The Ithaca College administration has issued a statement criticizing the contingent faculty unions’ Dec. 8 announcement that they may hold a strike vote early next semester if the administration does not “substantively” address issues of compensation and contingency contracts.
“As the college’s bargaining team, we are disheartened and frustrated at the adversarial tone, misleading allegations, and willingness to disrupt the learning environment for our students,” the statement said. It was signed by Senior Vice President Nancy Pringle, Provost Linda Petrosino, and Professor Gwen Seaquist as representatives of the college bargaining committee.
The administration’s bargaining committee stated that the part time–faculty union is spreading misinformation about how many part-time faculty are employed by the college — the union said 41 percent of the faculty are part-time, while the college said part-time faculty teach 14.6 percent of sections and 15.1 percent of credit hours. It also contested the union’s claim that the administration went down in its recent compensation proposal Dec. 2.
The administration’s statement questioned the wisdom of the union’s tactics.
“We do not believe that disrupting the learning environment should be more appealing to our part-time faculty than remaining at the bargaining table to work through these final proposals of our negotiations,” the committee stated.

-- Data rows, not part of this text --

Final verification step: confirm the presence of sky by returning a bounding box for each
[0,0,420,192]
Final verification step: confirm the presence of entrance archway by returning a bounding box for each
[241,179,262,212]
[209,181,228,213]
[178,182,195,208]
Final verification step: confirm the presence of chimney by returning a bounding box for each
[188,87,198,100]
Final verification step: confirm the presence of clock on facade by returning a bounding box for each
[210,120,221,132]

While the part time–faculty union and the full–time contingent faculty union have tentatively settled many smaller proposals with the administration, the two largest issues — compensation and contingency contracts — still need to be addressed.

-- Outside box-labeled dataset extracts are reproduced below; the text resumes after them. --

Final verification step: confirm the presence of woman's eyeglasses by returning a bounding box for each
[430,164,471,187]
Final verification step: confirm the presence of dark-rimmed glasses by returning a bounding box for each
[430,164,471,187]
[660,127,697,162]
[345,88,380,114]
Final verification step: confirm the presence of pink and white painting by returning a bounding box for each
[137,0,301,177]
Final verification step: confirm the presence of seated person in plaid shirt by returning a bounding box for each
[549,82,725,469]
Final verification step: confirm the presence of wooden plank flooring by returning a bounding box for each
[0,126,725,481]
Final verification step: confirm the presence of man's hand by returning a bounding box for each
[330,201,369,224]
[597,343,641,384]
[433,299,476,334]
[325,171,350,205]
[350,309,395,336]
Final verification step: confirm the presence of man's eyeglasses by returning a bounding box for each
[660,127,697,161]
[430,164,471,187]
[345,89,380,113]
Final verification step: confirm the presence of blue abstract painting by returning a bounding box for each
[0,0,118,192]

“We have been bargaining with the administration for 15 months,” said Sarah Grunberg, instructor in the Department of Sociology, at a news conference held at noon Dec. 8 outside of the Peggy Ryan Williams Center. “We have not seen the administration work with us, especially in these past few months of bargaining. We’re now … in the process of considering a strike vote.”
During the Fall 2016 semester, the part time–faculty union had gone back and forth with the administration on compensation increases. Union members walked out of a meeting Sept. 23 in which the administration presented part-time faculty with a compensation proposal of a 2 percent pay increase per credit, up from an initially proposed 1.75 percent pay increase. Union representatives initially asked for a 42.8 percent pay increase per credit but came down between $250 and $275 — about a third — in this per-credit increase for professors who have taught at the college between one and three years. On Oct. 19, IC Students for Labor Action held a rally to garner campus support for both the part time–faculty union and the full-time contingent faculty.

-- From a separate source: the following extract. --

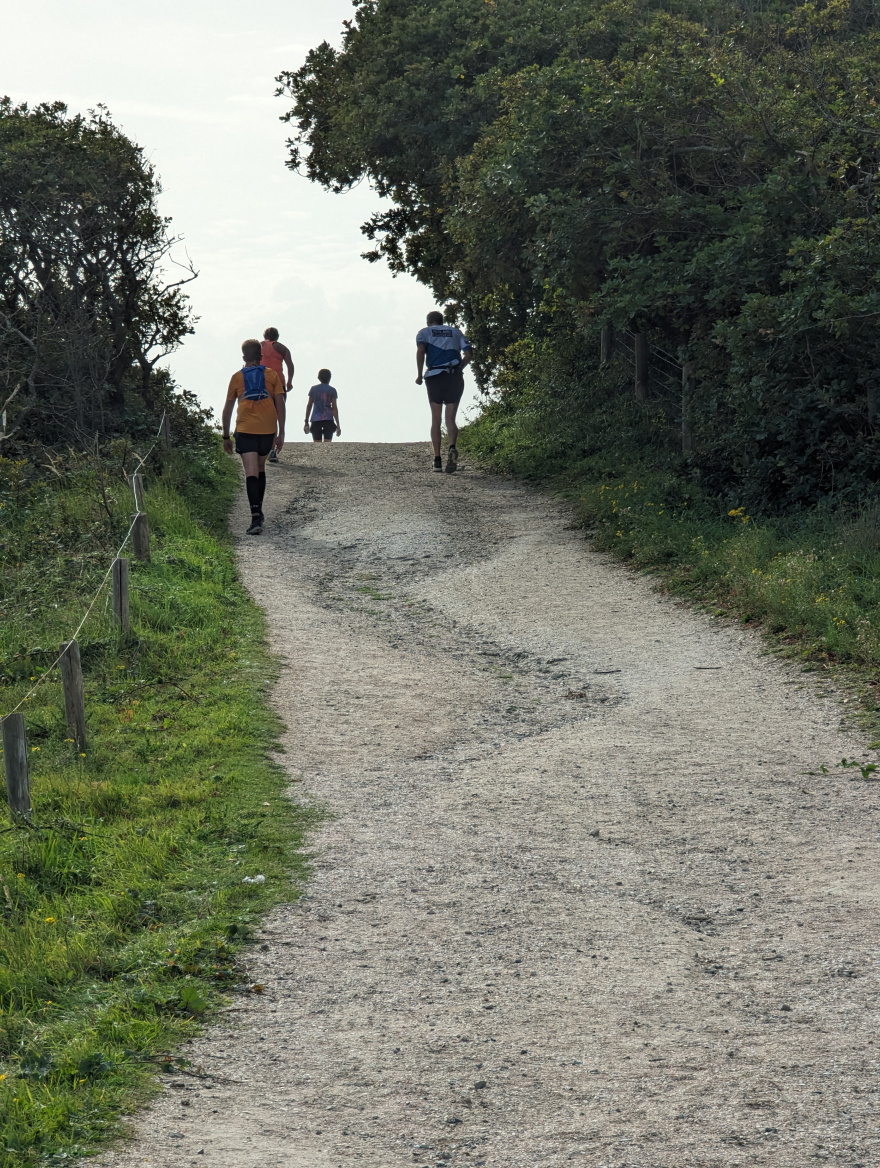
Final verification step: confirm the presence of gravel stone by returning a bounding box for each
[89,444,880,1168]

A small group of contingent faculty, tenured faculty and students gathered for the news conference, during which they chanted “equal pay for equal work” into a bullhorn. The part time–faculty union recently issued a letter to the Faculty Council on Dec. 6 that the group is now distributing publicly, describing where the unions are in the bargaining process and what they are asking for from the administration.
Currently, the part time–faculty union is asking for pay parity to the lowest–paid full-time contingent faculty member, who makes $48,000 per year. At half–time, a part-time faculty member would then earn $24,000 a year, or $2,000 a credit. Currently, part-time faculty members make $1,400 a credit, which they say is not a living wage.
The next bargaining session will be held Dec. 12. The college stated it would be open to adding additional bargaining sessions and bringing in a federal mediator, which is a third-party government official operating under the Federal Mediation and Conciliation Service agency brought in when negotiations are close to nearing an impasse or a strike. However, the contingent faculty union has expressed it does not want a federal mediator.
Brody Burroughs, lecturer in the Department of Art, said the union members do not want to bring on a federal mediator because they think the mediator will deliver a weaker contract, according to previous reporting by The Ithacan.
“A federal mediator is going to compromise both sides toward the middle,” Burroughs said. “And I don’t think that compromise, at this point, would be a strong contract for part-time negotiators.”
David Maley, senior associate director of media relations, said the college is preparing other course options for students if a strike were to occur.
Grunberg said the intention of a strike would not be to hurt students, but to serve as a call to the college to change the way it does business with faculty members.
“The students are who we care most about here,” Grunberg said. “To have this kind of strike happen would hopefully pave the way forward for better conditions here for students moving forward, and to help the college understand that the way they’re prioritizing the tuition dollars they’re getting from these students needs to change.”